KEPAC
Member Card
Kentucky Teachers

Oxendine joins Governor Beshear, Commissioner Holliday, other school leaders at “kickoff” ceremony for TELL Kentucky Survey

9/29/2010

Photo by David Bryan, Commonwealth Office of Creative Services. Used by permission.

KEA President Sharron Oxendine joined Governor Steve Beshear, Kentucky Education Commissioner Dr. Terry Holliday and leaders of ten other organizations that make up the TELL Kentucky Coalition of Partners for a formal signing of the Memorandum of Understanding of the Teaching, Empowering, Learning and Leading Kentucky Survey.

“Not since the early days of KERA has there been a more critical time to do everything possible to improve students’ learning conditions,” Oxendine told a crowd of about a hundred in the state capitol rotunda on September 28. “And never before has there been a better opportunity to ask Kentucky’s public school teachers how to do just that.”

The purpose of the statewide TELL Kentucky Survey, which will be conducted during the month of March 2011, is to let all teachers and other certified public school personnel give their opinions, ideas and suggestions about conditions, policies and practices in the Kentucky public schools and school districts in which they work to the Commonwealth’s public education policy makers. Beshear said the survey “aims to gather feedback from 44,000 education experts living and working in our state. Those experts are our teachers.” (Hear Governor Beshear's comments to Kentucky Public Radio)

Kentucky teachers will participate in the survey by logging on confidentially to a Web site created especially for the survey, at www.tellkentucky.org at any time between March 1 and March 25. The survey questions already are available at the Web site, along with background information about the survey and updates on news coverage.

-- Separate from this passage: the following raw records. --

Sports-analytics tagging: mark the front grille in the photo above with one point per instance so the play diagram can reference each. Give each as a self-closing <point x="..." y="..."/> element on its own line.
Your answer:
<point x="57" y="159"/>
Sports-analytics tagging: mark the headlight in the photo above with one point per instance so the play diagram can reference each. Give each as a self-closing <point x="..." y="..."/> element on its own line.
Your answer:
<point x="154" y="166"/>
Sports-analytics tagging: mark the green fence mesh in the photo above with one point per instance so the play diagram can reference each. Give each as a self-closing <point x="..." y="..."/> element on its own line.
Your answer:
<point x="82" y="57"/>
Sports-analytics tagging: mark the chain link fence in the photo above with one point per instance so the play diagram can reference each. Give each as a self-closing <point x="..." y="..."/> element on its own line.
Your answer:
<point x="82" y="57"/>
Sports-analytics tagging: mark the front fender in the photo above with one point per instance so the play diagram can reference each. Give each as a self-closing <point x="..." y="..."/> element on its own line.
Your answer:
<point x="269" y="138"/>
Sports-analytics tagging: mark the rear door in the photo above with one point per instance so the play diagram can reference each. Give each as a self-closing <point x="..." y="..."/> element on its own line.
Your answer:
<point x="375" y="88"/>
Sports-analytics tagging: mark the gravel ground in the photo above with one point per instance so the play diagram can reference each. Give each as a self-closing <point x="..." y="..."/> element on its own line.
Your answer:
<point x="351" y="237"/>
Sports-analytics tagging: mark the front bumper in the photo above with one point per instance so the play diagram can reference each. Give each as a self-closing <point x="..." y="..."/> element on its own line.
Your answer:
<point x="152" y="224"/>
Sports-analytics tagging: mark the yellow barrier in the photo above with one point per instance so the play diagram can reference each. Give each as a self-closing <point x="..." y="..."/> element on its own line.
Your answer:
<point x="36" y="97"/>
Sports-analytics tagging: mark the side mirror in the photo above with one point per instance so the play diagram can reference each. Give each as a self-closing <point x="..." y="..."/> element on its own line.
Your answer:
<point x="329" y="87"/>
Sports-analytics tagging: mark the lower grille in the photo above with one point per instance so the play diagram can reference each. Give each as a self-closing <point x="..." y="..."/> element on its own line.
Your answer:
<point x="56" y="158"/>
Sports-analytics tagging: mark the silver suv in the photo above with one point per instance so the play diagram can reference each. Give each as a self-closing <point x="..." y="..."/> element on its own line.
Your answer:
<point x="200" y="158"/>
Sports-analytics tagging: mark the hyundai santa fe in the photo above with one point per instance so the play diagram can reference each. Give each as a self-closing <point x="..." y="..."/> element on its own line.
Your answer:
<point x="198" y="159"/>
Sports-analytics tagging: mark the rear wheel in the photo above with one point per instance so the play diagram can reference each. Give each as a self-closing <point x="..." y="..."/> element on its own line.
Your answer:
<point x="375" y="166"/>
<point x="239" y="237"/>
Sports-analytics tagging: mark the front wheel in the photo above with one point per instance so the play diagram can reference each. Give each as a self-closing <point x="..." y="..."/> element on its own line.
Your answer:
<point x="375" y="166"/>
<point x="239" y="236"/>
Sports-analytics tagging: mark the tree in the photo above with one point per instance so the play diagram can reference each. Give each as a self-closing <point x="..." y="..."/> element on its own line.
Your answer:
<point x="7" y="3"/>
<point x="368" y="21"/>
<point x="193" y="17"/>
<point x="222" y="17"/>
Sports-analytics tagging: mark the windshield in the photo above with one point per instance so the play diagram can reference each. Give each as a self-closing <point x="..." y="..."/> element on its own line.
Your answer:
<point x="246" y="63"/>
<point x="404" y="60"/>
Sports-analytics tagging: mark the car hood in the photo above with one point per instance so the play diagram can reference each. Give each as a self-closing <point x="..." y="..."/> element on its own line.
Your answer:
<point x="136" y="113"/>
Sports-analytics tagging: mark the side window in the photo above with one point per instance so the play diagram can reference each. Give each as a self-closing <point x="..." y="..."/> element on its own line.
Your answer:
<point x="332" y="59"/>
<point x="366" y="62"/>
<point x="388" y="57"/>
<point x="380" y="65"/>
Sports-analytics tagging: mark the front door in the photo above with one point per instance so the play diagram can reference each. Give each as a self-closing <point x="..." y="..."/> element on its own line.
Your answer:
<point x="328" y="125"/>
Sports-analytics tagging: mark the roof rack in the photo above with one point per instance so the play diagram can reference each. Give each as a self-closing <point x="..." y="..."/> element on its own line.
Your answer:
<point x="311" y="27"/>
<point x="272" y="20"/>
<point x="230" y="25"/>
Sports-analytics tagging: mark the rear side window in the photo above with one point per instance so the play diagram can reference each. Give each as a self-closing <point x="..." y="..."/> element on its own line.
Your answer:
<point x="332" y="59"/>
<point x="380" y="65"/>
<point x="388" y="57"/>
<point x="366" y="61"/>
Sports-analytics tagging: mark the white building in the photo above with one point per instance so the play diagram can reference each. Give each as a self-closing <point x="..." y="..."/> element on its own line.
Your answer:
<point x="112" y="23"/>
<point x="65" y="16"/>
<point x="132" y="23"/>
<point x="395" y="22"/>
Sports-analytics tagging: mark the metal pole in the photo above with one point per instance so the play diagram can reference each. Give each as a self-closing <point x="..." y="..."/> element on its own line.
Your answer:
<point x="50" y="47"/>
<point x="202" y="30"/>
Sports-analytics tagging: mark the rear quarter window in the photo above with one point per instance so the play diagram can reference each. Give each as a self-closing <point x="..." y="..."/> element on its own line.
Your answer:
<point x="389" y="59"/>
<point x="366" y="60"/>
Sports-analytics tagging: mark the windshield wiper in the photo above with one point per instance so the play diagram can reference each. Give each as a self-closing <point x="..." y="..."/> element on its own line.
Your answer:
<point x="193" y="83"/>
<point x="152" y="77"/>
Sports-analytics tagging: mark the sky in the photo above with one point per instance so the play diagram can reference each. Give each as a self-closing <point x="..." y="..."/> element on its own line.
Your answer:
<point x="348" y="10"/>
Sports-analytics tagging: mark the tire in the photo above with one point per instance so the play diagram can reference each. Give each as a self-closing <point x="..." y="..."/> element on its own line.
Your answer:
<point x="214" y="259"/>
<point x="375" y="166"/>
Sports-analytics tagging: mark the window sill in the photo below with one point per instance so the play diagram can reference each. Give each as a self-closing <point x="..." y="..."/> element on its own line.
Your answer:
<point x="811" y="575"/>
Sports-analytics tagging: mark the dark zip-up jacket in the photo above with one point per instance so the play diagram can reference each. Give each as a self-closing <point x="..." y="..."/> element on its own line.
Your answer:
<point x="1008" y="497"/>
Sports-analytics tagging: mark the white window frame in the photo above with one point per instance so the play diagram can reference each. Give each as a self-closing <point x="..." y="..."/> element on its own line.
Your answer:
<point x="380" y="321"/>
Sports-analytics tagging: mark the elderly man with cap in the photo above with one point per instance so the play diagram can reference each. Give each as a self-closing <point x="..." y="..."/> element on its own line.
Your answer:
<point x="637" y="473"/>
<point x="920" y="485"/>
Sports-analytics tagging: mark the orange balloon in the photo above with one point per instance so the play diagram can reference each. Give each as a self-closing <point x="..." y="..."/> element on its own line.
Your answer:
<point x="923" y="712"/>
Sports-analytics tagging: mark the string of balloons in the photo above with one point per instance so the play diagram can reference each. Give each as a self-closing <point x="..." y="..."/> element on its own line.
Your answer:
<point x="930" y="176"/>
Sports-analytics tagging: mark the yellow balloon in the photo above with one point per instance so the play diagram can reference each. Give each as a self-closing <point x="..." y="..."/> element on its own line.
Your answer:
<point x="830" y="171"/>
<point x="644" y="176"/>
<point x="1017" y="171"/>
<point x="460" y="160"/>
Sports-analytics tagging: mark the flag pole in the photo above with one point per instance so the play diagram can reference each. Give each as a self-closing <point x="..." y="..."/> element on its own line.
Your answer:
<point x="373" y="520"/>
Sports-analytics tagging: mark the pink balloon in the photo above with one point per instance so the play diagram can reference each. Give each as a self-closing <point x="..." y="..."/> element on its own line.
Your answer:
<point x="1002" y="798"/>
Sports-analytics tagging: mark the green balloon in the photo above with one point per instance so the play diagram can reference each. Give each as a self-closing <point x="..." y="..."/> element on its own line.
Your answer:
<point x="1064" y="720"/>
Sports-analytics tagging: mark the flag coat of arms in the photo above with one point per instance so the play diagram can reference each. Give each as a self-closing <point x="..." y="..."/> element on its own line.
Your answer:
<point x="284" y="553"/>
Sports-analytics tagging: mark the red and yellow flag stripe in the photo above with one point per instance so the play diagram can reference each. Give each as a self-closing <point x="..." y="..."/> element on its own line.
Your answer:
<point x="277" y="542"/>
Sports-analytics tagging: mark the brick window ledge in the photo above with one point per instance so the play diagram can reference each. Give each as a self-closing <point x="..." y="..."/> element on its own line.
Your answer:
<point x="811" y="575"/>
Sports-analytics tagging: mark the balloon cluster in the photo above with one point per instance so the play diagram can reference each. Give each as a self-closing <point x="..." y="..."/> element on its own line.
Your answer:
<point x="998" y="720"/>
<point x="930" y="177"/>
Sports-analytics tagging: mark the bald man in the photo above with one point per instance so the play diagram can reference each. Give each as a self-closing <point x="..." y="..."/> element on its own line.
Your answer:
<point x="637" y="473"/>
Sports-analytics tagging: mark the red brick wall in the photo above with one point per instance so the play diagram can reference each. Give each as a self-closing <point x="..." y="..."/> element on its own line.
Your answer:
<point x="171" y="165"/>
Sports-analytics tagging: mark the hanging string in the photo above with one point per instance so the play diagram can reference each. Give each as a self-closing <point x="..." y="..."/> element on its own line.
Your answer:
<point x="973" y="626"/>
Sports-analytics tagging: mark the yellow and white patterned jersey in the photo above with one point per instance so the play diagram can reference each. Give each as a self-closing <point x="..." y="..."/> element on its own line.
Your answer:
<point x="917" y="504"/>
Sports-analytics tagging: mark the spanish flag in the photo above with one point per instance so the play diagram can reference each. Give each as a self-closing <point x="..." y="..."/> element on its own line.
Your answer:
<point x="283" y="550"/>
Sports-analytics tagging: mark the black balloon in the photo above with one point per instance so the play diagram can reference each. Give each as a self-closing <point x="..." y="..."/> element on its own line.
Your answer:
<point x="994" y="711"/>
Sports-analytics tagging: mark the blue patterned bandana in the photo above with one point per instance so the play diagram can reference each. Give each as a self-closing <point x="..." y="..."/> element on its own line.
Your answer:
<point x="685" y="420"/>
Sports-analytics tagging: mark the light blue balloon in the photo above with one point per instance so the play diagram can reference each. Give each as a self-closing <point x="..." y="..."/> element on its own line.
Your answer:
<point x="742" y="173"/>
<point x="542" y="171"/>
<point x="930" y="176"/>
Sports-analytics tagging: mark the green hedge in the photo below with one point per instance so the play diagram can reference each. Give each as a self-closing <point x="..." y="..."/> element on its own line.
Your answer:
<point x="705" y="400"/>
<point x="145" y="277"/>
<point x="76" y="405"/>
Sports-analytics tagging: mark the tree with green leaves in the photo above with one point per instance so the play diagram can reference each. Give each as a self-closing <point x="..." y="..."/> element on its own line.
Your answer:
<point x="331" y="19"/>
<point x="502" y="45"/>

When the survey is complete, the New Teacher Center will produce district-level and school-level reports on the confidential responses, which are meant to be used, along with the statewide survey report, as “part of a comprehensive and collaborative plan for improving public education in our state,” Commissioner Holliday said, adding that,  “Understanding and improving the working conditions in our schools will help us realize our vision of every child, proficient and prepared for success -- that is, college- and career-ready when they graduate.”

Oxendine, who, in addition to Governor Beshear and Commissioner Holliday was the only leader of a Coalition partner group to speak at the ceremony, concluded her remarks by saying, “KEA is a proud partner of Tell Kentucky.  We will be working in every public school in Kentucky between now and March to assure that Kentucky’s public school employees’ voices are heard.

“I have no doubt that the survey will also show that Kentucky’s best investment is in its public schools and investing in those schools will keep Kentucky learning for many years to come.”